Schmahmann is a big name here, and he articulates what may be the dominant revised view that the cerebellum provides a kind of smoothing function in the supposed information-processing machinery.
Research on … people [lacking a cerebellum] supports the idea that the cerebellum really has just one job: It takes clumsy actions or functions and makes them more refined. “It doesn’t make things. It makes things better,” Schmahmann says.
That’s pretty straightforward when it comes to movement. The brain’s motor cortex tells your legs to start walking. The cerebellum keeps your stride smooth and steady and balanced.
“What we now understand is what that cerebellum is doing to movement, it’s also doing to intellect and personality and emotional processing,” Schmahmann says.
Unless you don’t have a cerebellum. Then, Schmahmann says, a person’s thinking and emotions can become as clumsy as their movements.
[This quotation is from the NPR transcript linked above.]
From these and other observations, I infer that systems in the cerebellum control Configuration, Transition, and Relationship perceptions–an empirical proposition that is amenable to test. Transition control is about smooth changes in relationships and configurations. Without good control of Transitions, or without good control of the relationships and configurations that are changing or being changed, dysmetria results.
I believe that these are all closely similar in structure and function, differing in the perceptions that their input functions assemble and the reference values that their error signals adjust.
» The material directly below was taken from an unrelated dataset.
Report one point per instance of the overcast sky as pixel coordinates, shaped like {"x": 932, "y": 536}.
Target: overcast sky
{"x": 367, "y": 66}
That is, there is every reason to suppose that expansion of the cerebellum creating its posterior lobe was accomplished by replicating control structures of the same kind that have served more ‘concrete’ purposes in the older anterior lobe of the cerebellum. This is what I mean when I say that systems originally created for ‘concrete’ control of environmentally perceived configurations, relationships, and their transitions, etc. are ‘repurposed’ for control of configurations and relationships among ‘abstract’ concepts, and their transitions, etc. Introspection on subjective visual and kinesthetic correlates of thinking processes is consistent with this, as also e.g. subjective visual and kinesthetic correlates of the configurations, relationships, and transitions perceived while listening to a Bach trio sonata. This is what I mean when I say that structures developed in the anterior lobe of the cerebellum by evolution and learning for controlling ‘concrete’ configurations, relationships, and transitions are ‘repurposed’ in the posterior lobe for controlling more ‘abstract’ configurations, relationships, and transitions. Some of the quoted testimony of neuroscientists suggests that control of the former sort provides some kind of guidance or template for learning control of the latter sort. If that process can be demonstrated more explicitly, it would be a good candidate for the verb “repurposing”.
Importantly, the cerebellum has many projections into the limbic system and is seen as integrating affect with cognitive processing. I initiated a topic about the creation of emotion perceptions from perceptions in the somal branch of the hierarchy in the Emotion category.
Orders of perception above Configuration, Transition, and Relationship perceptions are essentially different. Sequence perceptions (and well-skilled, short Event perceptions) require temporal separation of input perceptions, and Planning involves control of alternative sequences in imagination. (Talk of Programs enmeshes us in the misleading computational metaphor. But that is another topic.)